As I dodged wild drivers, hand carts, bicycles and pedestrians through the city’s steamy narrow streets, Luke 12:48 burned into my mind: “. . . to whom much is given, of him much shall be required.”
“But what have I been given?”
“Your car,” whispered the Holy Spirit, “among other things.”
I remembered when Rose asked me one day, “Do you know what people call your car?”
“Free taxi,” I muttered under my breath. “Tell me,” I said aloud.
“We call it God’s car!” she stated. “You see, you have brought so many of us to service and we became believers. Then we got out and walked or took a bus and let someone else ride. And after a while those people believed and they gave up their seats to others. Haven’t you noticed?”
It was true. Our car was often filled with power as new believers sang, praised the Lord, and were blessed on their way to and from services.
The car was also a source of blessing to our African neighbors. It had helped me save the lives of two old men across the road from our house, who were poisoned on bad food. If I hadn’t taken them to the hospital, they would have died. The car had transported other local mothers, as well, to the hospital to have their babies.
Our car met still other needs. During times of tragedy it became a hearse. My husband once carried the unembalmed body of a believer who had died, to his home country, close to 1,000 miles away, in our car. Again, it was a vehicle of happiness on wedding days as brides and grooms were transported in style.
Yes, it was God’s car. But one of God’s drivers was tired. And her attitude was all wrong. She surely wouldn’t get any stars in her crown for her actions that day. God blesses a cheerful giver, whether money, time, or oneself is given. He also has a way of removing scales from his drivers’ eyes.
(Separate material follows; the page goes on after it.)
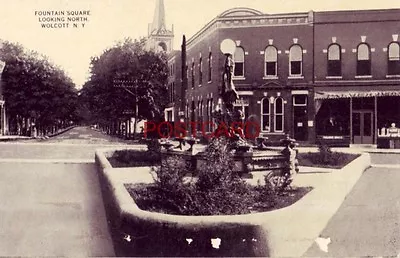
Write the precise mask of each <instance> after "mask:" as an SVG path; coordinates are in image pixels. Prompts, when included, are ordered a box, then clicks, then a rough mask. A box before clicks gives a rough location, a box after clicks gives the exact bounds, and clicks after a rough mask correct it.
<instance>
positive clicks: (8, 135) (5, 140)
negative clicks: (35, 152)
mask: <svg viewBox="0 0 400 258" xmlns="http://www.w3.org/2000/svg"><path fill="white" fill-rule="evenodd" d="M29 139H32V137H28V136H20V135H0V142H7V141H17V140H29Z"/></svg>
I dashed into the hospital, looking for Priska. Everyone else was looking at my hair with the bumps under the scarf, they weren’t used to such strange European ways of hair dressing. Priska and Yohana were nowhere to be found.
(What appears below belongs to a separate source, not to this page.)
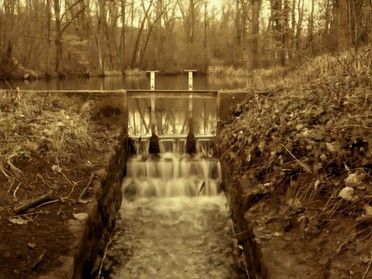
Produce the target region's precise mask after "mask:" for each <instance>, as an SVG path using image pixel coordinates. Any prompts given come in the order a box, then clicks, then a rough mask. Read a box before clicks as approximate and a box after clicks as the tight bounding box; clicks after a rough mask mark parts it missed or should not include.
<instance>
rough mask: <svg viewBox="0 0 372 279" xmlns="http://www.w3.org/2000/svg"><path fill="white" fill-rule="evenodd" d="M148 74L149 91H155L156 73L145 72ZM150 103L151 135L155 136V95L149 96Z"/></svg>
mask: <svg viewBox="0 0 372 279" xmlns="http://www.w3.org/2000/svg"><path fill="white" fill-rule="evenodd" d="M147 72H148V73H150V90H151V91H155V73H157V72H158V71H147ZM150 101H151V106H150V109H151V114H150V115H151V134H152V135H155V127H156V113H155V112H156V107H155V93H151V95H150Z"/></svg>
I drove down every street I thought they might have taken, watching for them on the sidewalks and roadside, gazing into all the bus windows. I even went clear out to their house, but they hadn’t arrived yet. It took me two or three times as long looking for them as if I had gone after them in the first place. I never did find them that day, but oh, the lessons I learned through that day!
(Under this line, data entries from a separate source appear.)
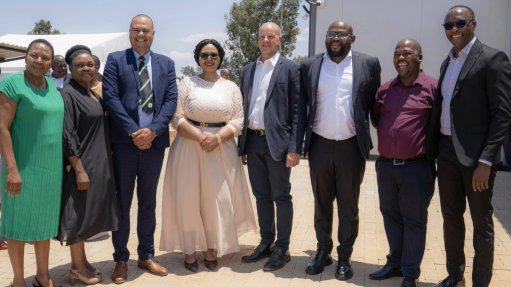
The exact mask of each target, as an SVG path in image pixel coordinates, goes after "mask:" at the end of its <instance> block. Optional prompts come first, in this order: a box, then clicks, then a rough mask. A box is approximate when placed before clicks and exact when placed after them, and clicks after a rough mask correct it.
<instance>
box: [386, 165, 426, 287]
mask: <svg viewBox="0 0 511 287" xmlns="http://www.w3.org/2000/svg"><path fill="white" fill-rule="evenodd" d="M397 164H398V165H396V163H395V162H394V161H392V160H387V159H383V158H381V157H380V158H378V159H377V160H376V176H377V181H378V195H379V198H380V211H381V213H382V215H383V224H384V226H385V234H386V235H387V241H388V243H389V254H388V255H387V264H389V265H391V266H393V267H398V268H400V269H401V270H402V271H403V275H404V276H406V277H412V278H419V276H420V264H421V262H422V258H423V256H424V248H425V246H426V225H427V223H428V207H429V203H430V202H431V197H432V196H433V192H434V190H435V163H434V162H433V161H432V160H427V159H418V160H415V161H410V162H406V161H405V162H404V163H403V164H402V165H401V164H399V163H397Z"/></svg>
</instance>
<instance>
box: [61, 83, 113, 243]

God reminded me of so many things: of our privilege in being PWs in a city like this, of the work we had been given among people we truly loved; of resources whereby we could share the good news with others so easily. He reminded me that it’s the caring things we do for others that hold the most impact. And He reminded me of our Lord who gave and gave. He didn’t keep office hours; He was available whenever there was a need. No doubt people often took advantage of Him too. His ministry wasn’t always glamorous either. Sometimes it was hot, sweaty, tiring, hidden, the kind that didn’t see rewards or acclaim. As a man he ministered among people whose culture was so different from His heavenly way of life. But His attitude never changed. He loved them, always. And it showed.
“Forgive me, Lord,” I prayed. “Please help me to be more like you.”
I knew God expected me to care for my family, that it was my first priority after Him. But I also knew that when my own heart was right, He would give me wisdom to balance my work with home life in such a way as to bless everyone. If I let Him, He would guide me in when to say “Yes” and how to say “No.” Either way, with His help, the love of Jesus would shine through, even into my car.
Distributing or using all that He has provided for us is our stewardship. How we want to be stewards with the right attitude!